Often when people think about blood, they think of something painful or unpleasant that may have happened like an injury and in fact, many people have an aversion to blood. But, blood, as you'll hopefully come to see during this tutorial, is a fascinating substance, if not only because it is so complex that we're still discovering new things about its composition but also because it's so vital for life.
Blood has fascinated us for millennia. In ancient Greece, blood was known as "hema" and was considered synonymous with life. To visualize the cellular components of blood using light microscopy, a simple preparation known as a blood smear or blood film is used. Here we see a micrograph showing a blood smear and as you can see, several cells can be seen and distinguished.
Blood is composed of cells and cell fragments suspended in an aqueous solution called plasma. This technique uses a single drop of blood which is placed onto a glass slide. The drop is spread thinly over the surface of the slide to produce a single layer of cells. The sample is then allowed to air dry. In order to visualize the cells, a stain or a dye is added. These stains usually contain methylene blue or other azure compounds which are basic dyes and eosin which is an acidic dye.
In this slide, you can see how the stain makes the blood cells different colors. For example, the light purple of the red blood cells and the dark purple of the nuclei of white blood cells known as lymphocytes. These little purple dots are platelets. The different compounds bind to different parts of the cells allowing them to be distinguished from one another. The stain is applied to the dried blood smear for a few minutes then rinsed off. Giemsa and Wright stains are two common stains used for blood smear preparations. Our image today is of a Wright's stain which is made up of a combination of methylene blue and eosin. Wright's stain is used to show blood cells and sometimes malarial parasites.

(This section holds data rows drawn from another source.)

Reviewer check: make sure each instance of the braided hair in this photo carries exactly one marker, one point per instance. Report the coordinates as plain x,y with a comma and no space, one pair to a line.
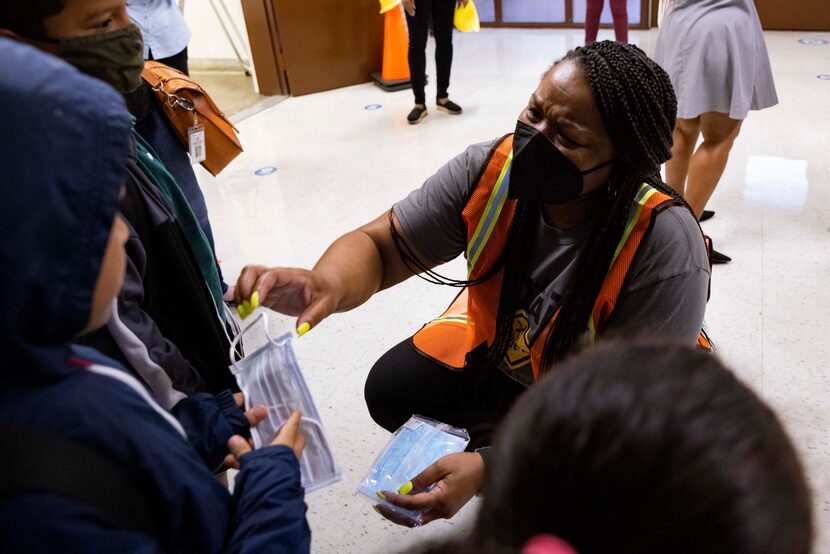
638,107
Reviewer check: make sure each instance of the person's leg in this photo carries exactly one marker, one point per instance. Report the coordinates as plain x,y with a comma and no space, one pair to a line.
176,61
709,160
403,382
418,26
593,9
442,21
620,14
684,139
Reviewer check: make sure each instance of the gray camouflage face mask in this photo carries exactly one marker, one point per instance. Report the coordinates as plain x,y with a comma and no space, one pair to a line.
116,57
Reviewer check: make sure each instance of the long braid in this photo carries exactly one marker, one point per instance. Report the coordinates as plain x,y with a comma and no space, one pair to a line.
638,108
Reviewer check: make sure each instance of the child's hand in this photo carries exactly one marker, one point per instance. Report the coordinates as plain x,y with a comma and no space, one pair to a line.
290,435
255,415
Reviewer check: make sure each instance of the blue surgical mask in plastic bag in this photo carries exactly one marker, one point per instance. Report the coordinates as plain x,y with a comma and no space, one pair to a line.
419,443
271,377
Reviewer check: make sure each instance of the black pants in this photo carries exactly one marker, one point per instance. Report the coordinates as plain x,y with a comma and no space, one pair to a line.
441,12
176,61
403,382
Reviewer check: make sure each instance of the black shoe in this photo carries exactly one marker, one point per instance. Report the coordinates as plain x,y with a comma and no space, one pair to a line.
718,258
416,115
449,106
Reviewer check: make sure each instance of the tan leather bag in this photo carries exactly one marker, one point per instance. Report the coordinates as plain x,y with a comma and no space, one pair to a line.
181,97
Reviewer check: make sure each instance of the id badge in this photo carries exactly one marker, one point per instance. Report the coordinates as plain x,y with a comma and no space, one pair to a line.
196,143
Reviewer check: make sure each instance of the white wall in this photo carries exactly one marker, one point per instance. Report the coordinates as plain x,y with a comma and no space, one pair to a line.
209,40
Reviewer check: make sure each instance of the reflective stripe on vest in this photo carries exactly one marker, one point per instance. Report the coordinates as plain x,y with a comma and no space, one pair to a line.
491,214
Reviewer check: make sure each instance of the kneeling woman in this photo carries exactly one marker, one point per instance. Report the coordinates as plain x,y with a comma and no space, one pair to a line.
569,235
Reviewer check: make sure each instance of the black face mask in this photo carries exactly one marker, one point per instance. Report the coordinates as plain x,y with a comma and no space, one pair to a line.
540,171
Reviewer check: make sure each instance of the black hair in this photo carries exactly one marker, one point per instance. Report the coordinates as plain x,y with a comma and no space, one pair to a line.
638,107
637,448
25,18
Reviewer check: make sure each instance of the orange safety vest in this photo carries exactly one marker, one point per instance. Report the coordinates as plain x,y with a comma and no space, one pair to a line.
471,318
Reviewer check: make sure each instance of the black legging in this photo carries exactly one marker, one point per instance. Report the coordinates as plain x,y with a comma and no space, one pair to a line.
441,12
403,382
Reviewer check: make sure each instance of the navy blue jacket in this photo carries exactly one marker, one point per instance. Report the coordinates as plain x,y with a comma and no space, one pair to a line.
65,145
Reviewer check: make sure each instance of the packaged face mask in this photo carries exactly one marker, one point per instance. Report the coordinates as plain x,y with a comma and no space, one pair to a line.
271,377
419,443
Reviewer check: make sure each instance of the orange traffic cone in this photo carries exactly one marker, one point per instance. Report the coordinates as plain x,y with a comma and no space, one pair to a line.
395,74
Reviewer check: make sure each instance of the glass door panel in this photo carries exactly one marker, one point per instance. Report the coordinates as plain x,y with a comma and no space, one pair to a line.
486,10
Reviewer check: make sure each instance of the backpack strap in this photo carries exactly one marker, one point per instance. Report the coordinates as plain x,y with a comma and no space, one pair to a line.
34,461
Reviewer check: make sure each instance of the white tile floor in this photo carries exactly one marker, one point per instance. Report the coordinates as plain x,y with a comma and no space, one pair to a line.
339,165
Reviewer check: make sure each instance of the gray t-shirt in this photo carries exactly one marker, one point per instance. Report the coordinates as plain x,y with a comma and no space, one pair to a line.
664,297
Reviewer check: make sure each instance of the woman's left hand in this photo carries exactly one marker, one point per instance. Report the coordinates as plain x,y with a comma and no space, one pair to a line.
457,478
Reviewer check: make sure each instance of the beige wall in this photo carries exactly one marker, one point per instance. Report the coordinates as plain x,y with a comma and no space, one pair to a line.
209,41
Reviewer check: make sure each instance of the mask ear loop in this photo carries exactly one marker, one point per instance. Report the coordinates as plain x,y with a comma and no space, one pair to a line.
263,316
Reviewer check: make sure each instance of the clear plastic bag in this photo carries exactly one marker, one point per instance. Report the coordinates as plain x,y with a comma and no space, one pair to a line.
415,446
272,377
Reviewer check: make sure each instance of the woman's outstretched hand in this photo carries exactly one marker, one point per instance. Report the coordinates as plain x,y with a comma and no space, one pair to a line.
457,478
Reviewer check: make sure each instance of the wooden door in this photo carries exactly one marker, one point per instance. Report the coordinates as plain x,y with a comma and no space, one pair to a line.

Blood plasma which is the aqueous solution in which the cellular components of blood is suspended is itself comprised of the proteins albumin, alpha, beta and gamma globulins, fibrinogens, and other complement proteins. In this slide, of course, the blood plasma is transparent and is therefore the white spaces you see in the image.
Let's talk briefly about what we're going to be covering in this tutorial. In this tutorial, we'll be focusing on the cellular components of blood starting off by looking at the erythrocytes or the red blood cells themselves followed by the leukocytes or the white blood cells and, finally, we'll look at the blood platelets, which are another important component of blood.
So, without further ado, let's get started by looking at erythrocytes.
Erythrocytes, more commonly known as red blood cells or RBCs, comprise about forty five percent of the total volume of blood. They're, of course, the cells you can see highlighted in green. The percentage of red blood cells in the blood is known as the hematocrit. As we can see from this little diagram here, the red blood cells themselves do not contain nuclei and are biconcave in shape. They measure about seven point five micrometers in diameter, about two point six micrometers at the rim or edge, and only zero point seven five micrometers in the center.
Their primary function is the transportation of oxygen to tissues and carbon dioxide away from the tissues. What allows this is the fact that red blood cells are filled with the protein hemoglobin, which is an oxygen-carrying protein. In fact, the entire cytoplasm of red blood cells is filled with hemoglobin which reversibly binds oxygen and carbon dioxide allowing the red blood cells to transport these gasses from the lungs to the tissues and vice versa for gaseous exchange.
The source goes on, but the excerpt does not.